Asuransi atau Pertanggungan adalah perjanjian antara dua pihak atau lebih, dimana pihak penanggungan mengikatkan diri kepada tertanggung, dengan menerima premi asuransi, untuk memberikan penggantian kepada tertanggung karena kerugian, kerusakan, atau kehilangan keuntungan yang diharapkan atau tanggung jawab hukum kepada pihak ketiga yang mungkin akan diderita tertanggung, yang timbul dari suatu kejadian yang tidak pasti atau untuk memberikan suatu pembayaran yang didasrkan atas meninggal atau hidupnya seseorang yang tertanggung. (Iska, Nengsih, 2016: 38)
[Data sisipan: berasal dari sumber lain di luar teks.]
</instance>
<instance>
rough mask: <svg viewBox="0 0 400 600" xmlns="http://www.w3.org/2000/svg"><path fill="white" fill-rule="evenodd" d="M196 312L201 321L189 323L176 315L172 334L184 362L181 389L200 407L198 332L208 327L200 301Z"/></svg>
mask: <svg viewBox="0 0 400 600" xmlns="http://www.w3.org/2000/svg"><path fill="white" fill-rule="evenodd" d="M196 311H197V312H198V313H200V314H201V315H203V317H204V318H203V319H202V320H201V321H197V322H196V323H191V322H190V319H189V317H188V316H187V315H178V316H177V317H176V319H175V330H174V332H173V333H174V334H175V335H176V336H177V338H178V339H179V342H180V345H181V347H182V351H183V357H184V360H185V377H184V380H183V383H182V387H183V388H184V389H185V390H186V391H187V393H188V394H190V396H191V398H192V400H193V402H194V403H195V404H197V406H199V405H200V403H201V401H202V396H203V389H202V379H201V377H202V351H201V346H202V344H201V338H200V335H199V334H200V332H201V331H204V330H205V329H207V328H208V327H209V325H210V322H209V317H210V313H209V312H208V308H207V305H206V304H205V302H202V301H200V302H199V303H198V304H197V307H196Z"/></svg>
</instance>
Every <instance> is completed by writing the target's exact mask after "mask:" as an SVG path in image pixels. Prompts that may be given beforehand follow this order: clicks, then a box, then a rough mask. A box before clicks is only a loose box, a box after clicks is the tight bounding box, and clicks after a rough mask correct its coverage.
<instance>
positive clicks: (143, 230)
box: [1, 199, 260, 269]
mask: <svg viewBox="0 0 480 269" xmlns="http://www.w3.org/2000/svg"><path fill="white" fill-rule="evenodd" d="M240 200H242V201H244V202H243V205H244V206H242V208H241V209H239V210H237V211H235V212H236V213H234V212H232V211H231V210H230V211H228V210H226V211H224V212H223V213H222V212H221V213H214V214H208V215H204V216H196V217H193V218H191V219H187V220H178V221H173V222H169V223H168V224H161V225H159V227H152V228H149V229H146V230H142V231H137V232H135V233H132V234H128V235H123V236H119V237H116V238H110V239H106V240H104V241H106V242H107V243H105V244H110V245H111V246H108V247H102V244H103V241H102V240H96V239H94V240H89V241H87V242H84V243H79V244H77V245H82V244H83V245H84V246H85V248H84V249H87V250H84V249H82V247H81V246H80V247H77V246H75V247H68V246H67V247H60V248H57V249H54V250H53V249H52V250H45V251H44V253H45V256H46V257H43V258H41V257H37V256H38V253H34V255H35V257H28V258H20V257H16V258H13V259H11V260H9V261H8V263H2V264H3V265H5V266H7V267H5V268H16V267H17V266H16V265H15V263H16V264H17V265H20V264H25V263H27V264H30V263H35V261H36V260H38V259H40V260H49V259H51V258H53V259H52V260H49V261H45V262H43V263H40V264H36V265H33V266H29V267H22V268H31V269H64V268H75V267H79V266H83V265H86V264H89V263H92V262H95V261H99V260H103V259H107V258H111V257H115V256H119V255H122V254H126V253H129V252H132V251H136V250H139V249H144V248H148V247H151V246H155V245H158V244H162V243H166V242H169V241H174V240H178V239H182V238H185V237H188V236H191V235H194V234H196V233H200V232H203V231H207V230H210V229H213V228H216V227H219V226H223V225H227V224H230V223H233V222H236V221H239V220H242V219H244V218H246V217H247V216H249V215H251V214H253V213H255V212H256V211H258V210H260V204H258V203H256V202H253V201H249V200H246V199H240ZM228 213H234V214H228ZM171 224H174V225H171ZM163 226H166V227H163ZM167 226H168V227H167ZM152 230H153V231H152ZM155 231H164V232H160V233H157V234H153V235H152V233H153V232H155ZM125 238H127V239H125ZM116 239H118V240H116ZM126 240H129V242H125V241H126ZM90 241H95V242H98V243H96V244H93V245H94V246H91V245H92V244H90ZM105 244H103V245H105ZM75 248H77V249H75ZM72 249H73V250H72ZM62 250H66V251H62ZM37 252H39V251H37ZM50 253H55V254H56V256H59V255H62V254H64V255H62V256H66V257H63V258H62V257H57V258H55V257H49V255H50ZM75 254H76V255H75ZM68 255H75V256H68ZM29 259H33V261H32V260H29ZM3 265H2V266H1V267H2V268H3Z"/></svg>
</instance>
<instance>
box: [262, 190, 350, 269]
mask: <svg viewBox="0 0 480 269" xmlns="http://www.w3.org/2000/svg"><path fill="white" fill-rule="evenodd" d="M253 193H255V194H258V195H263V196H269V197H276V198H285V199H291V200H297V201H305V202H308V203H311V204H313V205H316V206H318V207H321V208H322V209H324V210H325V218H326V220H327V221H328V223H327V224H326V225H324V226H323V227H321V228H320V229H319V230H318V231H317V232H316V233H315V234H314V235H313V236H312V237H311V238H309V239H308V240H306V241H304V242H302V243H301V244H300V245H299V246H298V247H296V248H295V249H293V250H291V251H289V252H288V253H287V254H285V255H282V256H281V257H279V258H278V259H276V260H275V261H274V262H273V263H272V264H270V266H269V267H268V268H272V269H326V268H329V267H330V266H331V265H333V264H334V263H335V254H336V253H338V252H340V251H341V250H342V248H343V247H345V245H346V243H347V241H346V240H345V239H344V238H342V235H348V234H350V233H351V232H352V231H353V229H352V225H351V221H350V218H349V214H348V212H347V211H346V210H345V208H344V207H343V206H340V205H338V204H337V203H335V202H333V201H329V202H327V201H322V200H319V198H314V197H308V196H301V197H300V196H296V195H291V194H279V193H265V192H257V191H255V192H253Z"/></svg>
b.      Prosedur Pendirian Perusahaan Asuransi Konvensial
Setiap orang yang ingin mendirikan perusahaan asuransi harus memenuhi ketentuan yang ditetapkan oleh pemerintah sebagaimana tercantum dalam Peraturan Pemerintah Nomor 39 Tahun 1992 tentang Perubahan Kedua Atas Peraturan Pemerintah Nomor 73 Tahun 1992 Tentag Penyelenggaraan Usaha Perasuransian, yaitu sebagai berikut:
1)      Perusahaan perasuransian dalam melaksanakankegiatan usahanya harus memenuhi ketentuan sebagai berikut:
a)      Dalam anggaran dasar dinyatakan bahwa maksud dan tujuan pedirian perusahaan asuransi  hanya untuk menjalankan satu jenis usaha perasuransian
b)      Permodalan sebagaimana yang ditetapkan dalam peraturan perundang-undangan
c)      Susunan organisasi perusahaan paling sedikit meliputi fungsi:
(1)         Bagi perusahaan asuransi dan perusahaan reasuransi, yaitu fungsi pengelolaan risiko, fungsi pengelolaan keuangan, dan fungsi pelayanan
(2)         Bagi perusahaan pialang asuransi dan perusahaan pialang reasuransi, yaitu fungsi pengelolaan keuangan dan fungsi pelayanan
(3)         Bagi perusahaan agen asuransi, perusahaan penilaian kerugian asuransi, dan perusahaan konsultasi aktuaria, yaitu fungsi teknis sesuai dengan bidang jasayang diselenggarakan
d)     Memepekerjakan tenaga ahli sesuai dengan bidang usahanya dalam jumlah yang cukup untuk mengelola kegiatan usahanya
e)      Untuk perusahaan asuransi, memiliki komisaris independen yang:
(1)         Tugas pokoknya adalah untuk menyuarakan kepentingan pemegang polis
(2)         Bukan merupakan afiliasi dari pemegang saham, direksi, atau komisaris; dan
(3)         Menjabat sebagai komisaris independen paling banyak pada 2 (dua) perusahaan asuransi (Nopriansyah, 2016: 46-47)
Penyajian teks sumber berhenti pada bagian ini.